ARGUMENTS IN OPPOSITION : The California Nurses
Association (CNA) writes that this bill provides for the
medical staff at health facilities and clinics to develop
an independent influenza policy, and that having two
separate influenza policies for employees who work in the
same clinics and health facilities is confusing for those
attempting to implement the new policy, and in particular
for the employees who are navigating through two separate
policies. CNA also asserts that transmission of the
influenza virus does not delineate between classifications
of health care workers and that having two policies
jeopardizes patients, workers and the public who enter the
health facilities and clinics. CNA states that there is no
sound public policy that supports two standards, and they
strongly object, stating it is divisive and could lead to
future discrimination issues in the workplace.
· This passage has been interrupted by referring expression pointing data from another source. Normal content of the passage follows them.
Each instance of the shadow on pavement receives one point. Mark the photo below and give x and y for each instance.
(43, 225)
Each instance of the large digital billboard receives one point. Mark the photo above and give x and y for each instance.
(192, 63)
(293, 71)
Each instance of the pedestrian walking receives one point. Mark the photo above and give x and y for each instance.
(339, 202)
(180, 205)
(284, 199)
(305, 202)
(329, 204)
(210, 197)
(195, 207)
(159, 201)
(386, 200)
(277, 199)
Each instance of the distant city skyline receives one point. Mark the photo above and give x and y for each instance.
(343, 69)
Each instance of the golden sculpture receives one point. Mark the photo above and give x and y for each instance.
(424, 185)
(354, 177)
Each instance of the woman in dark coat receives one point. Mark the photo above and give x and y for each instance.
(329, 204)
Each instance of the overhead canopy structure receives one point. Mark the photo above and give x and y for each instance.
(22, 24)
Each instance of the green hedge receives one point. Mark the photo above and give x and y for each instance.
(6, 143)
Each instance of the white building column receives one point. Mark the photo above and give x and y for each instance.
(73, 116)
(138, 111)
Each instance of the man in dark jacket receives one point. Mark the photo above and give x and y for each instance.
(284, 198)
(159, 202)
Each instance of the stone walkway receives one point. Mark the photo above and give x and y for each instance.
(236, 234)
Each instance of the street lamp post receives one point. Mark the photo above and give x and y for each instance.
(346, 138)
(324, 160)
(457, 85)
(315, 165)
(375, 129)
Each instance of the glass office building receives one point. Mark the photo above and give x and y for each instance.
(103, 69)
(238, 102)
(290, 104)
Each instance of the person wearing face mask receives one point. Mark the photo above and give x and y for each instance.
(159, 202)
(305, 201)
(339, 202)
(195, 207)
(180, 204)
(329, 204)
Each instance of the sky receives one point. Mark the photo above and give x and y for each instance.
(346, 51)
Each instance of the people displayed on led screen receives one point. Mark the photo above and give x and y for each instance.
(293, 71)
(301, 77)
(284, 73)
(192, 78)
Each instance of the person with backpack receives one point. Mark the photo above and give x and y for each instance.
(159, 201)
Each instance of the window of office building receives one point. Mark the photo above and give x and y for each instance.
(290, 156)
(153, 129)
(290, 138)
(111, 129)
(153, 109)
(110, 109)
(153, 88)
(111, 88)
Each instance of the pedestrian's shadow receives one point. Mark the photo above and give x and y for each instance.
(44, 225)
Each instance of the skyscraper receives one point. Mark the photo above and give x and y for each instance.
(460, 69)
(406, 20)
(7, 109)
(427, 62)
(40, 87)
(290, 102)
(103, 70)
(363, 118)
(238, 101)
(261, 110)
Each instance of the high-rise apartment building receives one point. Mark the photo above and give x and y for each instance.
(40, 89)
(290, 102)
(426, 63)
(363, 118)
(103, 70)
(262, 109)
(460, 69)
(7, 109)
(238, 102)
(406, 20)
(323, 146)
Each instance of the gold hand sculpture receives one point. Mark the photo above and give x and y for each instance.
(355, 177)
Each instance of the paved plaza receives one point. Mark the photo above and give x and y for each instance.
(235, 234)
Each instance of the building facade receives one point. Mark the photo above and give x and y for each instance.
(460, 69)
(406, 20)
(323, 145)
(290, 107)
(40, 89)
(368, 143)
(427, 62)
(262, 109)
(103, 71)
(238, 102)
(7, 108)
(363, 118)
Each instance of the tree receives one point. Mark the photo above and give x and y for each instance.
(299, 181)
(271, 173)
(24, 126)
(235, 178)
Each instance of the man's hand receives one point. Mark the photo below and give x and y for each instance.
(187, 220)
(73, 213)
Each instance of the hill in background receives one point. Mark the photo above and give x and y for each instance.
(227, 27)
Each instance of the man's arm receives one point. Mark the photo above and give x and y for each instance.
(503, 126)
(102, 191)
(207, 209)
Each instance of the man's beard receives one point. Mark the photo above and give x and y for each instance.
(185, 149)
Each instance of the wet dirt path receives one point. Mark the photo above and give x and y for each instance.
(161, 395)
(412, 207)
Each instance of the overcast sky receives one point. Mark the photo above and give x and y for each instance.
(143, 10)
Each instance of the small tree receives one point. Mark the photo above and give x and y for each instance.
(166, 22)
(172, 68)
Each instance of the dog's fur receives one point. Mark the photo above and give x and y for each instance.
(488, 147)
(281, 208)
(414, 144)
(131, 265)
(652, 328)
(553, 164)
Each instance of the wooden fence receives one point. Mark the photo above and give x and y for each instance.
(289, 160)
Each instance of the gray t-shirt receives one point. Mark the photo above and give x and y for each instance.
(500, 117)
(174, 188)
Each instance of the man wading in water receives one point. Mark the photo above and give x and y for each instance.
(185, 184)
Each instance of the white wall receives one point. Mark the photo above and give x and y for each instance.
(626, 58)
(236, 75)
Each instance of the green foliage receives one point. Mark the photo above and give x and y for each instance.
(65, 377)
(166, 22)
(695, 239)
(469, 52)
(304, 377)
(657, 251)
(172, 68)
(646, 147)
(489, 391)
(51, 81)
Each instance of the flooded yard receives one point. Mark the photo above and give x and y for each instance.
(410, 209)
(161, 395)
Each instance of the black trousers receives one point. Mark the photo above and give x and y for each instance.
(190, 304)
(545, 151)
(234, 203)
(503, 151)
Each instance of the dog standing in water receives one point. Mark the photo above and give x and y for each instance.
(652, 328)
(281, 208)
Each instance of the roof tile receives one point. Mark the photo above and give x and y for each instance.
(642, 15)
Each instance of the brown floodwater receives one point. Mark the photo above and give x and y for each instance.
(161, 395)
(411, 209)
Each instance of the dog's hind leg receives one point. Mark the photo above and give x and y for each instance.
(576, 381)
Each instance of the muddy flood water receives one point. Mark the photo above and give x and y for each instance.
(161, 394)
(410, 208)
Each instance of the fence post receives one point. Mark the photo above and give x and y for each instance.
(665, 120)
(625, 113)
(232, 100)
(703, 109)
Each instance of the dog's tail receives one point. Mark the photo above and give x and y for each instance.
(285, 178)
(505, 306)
CNA further
states that requiring health care workers who decline
vaccination to wear a mask will not properly stem the
transmission of influenza. CNA points to a 2008 CDC study
that concludes that although personal protection equipment
is usually worn only a short time, viruses such as
influenza can survive for hours on surfaces, and viral
infection can be spread by surface-to-hand and hand-to-hand
contact by adjusting or removing the mask, and that masking
creates a false sense of protection for employees and
patients. Laborers' Locals 777 and 792 writes that current
data do not dictate that everyone who works in a health
facility should get a flu shot, there are reasons an
employee may be disinclined to get a flu shot, and they
should not be forced to wear the "Scarlett Letter" of a
mask just because they've chosen not to get a flu shot.
NOTE: The author's office is having further discussions
with the opposition relative to their concerns.